Acceptons de reconsidérer leur statut de fonctionnaire
Il existe pourtant des moyens de rétablir une véritable égalité, tout en renouant avec une instruction exigeante. Evaluons par exemple le niveau réel des élèves, au début et à la fin d’un cycle, non seulement pour qu’ils puissent prendre les bonnes décisions quant à leur avenir mais aussi pour mesurer les progrès que chaque école leur fait réaliser.
L’État ne financerait plus les établissements en fonction de leur statut mais en fonction de leur qualité et de leur adéquation aux besoins des enfants. Mettons en place une bonne éducation que les parents alloueront à l’école de leur choix. Demandons à la représentation nationale son avis sur les programmes scolaires plutôt que d’attendre d’un ministre qu’il « fasse le choc des savoirs ». Laissons les chefs d’établissements libres de constituer leurs équipes. Cessons de recruter les enseignants par concours, en fonction de leur conformisme à l’idéologie du moment et acceptons de reconsidérer leur statut de fonctionnaire : un établissement doit pouvoir mettre fin à sa collaboration avec un enseignant qu’il juge mauvais.

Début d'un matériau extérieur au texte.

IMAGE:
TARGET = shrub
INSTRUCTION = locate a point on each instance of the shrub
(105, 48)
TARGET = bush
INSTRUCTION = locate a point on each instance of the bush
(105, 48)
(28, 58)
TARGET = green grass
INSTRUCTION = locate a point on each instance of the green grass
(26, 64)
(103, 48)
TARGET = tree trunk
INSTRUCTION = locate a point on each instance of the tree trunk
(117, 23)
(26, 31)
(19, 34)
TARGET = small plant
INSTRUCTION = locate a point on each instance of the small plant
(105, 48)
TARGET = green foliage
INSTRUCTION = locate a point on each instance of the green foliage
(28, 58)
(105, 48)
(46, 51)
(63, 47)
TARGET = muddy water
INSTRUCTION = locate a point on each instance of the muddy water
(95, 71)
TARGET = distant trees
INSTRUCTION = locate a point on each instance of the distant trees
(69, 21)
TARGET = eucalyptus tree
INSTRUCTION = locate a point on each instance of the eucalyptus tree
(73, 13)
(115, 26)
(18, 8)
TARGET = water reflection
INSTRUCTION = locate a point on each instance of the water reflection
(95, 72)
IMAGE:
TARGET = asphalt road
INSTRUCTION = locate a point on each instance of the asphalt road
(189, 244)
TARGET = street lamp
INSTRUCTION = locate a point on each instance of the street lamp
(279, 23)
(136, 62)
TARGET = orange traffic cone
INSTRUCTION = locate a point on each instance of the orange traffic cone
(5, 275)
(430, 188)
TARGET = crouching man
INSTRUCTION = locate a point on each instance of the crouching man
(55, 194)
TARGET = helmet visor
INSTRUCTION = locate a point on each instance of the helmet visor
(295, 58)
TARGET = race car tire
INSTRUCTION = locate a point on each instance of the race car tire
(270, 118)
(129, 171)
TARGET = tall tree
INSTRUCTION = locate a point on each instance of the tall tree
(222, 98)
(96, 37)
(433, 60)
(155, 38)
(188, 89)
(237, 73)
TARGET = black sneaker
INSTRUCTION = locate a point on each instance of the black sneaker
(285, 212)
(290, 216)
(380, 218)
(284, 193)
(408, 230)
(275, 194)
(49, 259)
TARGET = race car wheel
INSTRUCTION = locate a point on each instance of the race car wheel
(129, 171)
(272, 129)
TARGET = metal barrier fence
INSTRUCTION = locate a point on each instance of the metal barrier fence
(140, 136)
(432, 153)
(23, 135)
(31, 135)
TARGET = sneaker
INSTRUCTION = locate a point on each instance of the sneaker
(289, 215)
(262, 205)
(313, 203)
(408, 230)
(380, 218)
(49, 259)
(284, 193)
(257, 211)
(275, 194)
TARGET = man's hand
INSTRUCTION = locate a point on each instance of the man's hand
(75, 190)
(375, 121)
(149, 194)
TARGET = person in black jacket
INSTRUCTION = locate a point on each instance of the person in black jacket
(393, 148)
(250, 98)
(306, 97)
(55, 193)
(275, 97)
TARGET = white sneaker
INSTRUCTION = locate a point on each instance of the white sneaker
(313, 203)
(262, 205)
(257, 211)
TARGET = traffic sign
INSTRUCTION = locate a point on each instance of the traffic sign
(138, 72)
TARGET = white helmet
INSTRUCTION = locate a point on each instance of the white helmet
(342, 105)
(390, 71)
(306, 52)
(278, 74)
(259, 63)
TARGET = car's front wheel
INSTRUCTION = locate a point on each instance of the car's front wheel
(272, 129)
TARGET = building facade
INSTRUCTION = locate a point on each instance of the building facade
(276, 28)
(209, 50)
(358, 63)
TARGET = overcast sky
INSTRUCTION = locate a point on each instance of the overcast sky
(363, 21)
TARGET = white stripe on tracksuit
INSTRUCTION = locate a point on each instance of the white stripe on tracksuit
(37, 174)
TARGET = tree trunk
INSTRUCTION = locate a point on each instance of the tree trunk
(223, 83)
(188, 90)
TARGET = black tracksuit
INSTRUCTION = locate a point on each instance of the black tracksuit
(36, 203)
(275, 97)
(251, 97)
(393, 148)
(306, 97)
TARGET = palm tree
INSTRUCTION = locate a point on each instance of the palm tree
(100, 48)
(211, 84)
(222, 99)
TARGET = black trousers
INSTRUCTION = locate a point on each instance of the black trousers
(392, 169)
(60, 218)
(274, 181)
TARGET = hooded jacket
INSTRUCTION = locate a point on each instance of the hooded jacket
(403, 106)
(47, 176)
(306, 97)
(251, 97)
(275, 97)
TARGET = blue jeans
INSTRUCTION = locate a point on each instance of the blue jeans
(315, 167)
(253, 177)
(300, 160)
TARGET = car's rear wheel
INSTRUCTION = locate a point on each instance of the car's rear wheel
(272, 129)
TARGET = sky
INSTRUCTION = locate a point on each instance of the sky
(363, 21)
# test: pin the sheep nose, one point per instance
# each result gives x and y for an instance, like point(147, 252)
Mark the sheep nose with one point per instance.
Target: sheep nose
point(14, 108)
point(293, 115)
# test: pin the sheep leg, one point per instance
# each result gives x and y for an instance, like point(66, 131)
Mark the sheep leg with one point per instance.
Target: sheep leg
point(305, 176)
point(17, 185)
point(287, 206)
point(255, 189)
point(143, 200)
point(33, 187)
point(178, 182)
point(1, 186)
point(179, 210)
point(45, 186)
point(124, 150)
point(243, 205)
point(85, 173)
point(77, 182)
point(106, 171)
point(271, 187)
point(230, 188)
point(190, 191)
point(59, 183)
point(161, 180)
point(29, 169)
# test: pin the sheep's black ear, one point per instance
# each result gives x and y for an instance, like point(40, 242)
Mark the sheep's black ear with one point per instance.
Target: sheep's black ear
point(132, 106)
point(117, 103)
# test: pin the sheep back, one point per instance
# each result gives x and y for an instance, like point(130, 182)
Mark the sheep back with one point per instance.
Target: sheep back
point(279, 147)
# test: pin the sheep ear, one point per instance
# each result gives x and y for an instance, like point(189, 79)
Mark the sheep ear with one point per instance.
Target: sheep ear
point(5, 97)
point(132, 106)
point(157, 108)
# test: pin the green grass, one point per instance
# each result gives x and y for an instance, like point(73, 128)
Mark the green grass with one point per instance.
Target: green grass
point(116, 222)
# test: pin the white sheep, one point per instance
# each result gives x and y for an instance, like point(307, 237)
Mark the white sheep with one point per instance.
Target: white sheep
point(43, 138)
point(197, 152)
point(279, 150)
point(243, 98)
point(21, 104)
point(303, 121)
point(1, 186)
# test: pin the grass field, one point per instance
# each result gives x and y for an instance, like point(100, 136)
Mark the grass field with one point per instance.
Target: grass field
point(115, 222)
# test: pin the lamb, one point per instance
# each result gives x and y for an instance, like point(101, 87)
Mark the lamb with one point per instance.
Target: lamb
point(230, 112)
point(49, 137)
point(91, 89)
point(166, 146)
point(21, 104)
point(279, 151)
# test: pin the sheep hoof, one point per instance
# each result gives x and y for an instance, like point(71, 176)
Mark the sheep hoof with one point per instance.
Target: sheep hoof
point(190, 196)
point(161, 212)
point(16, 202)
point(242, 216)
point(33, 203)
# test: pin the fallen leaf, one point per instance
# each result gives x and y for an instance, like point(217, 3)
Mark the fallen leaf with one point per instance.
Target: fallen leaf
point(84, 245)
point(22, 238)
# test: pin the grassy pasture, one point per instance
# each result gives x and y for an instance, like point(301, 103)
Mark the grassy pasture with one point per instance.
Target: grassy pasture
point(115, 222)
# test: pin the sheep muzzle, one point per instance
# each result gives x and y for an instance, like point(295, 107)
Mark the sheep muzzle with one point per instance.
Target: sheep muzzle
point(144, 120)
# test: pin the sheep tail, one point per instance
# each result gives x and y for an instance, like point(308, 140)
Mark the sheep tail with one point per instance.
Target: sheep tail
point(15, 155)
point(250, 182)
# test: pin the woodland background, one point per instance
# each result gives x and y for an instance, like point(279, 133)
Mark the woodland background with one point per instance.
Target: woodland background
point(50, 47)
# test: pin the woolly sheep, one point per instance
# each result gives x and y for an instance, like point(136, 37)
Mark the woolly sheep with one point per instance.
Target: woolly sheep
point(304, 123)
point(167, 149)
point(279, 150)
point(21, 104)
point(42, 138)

Les idées ne manquent pas, elles sont « dans l’air ». C’est le courage et la cohérence qui font défaut, à Mme Borne comme aux autres responsables politiques en place. Nous savons pourtant depuis Périclès « qu’il n’est pas de bonheur sans liberté, ni de liberté sans courage ». Nous bradons le bonheur de nos enfants contre des mensonges éhontés et des promesses à court terme : que leur répondrons-nous lorsqu’ils nous demanderont des comptes ?
* Timms et Pisa
**« En troisième, en français, 46,6 % des élèves ont une maîtrise satisfaisante en compétences langagières et linguistiques », avec une forte avance des filles (54,7 %, contre 38,7 % des garçons), constate mercredi 8 juillet la Depp, la direction des études statistiques du ministère, d’après des tests passés à la rentrée 2024.
*** PISA 2022 : la France, encore et toujours, championne des inégalités
**** Test Scientifique Avancé (TeSciA) conçu et proposé par L’AORES (Association pour une Orientation Raisonnée vers l’Enseignement supérieur Scientifique) résolument indépendante de tout mouvement politique, philosophique ou religieux. Elle ne reçoit aucune subvention publique.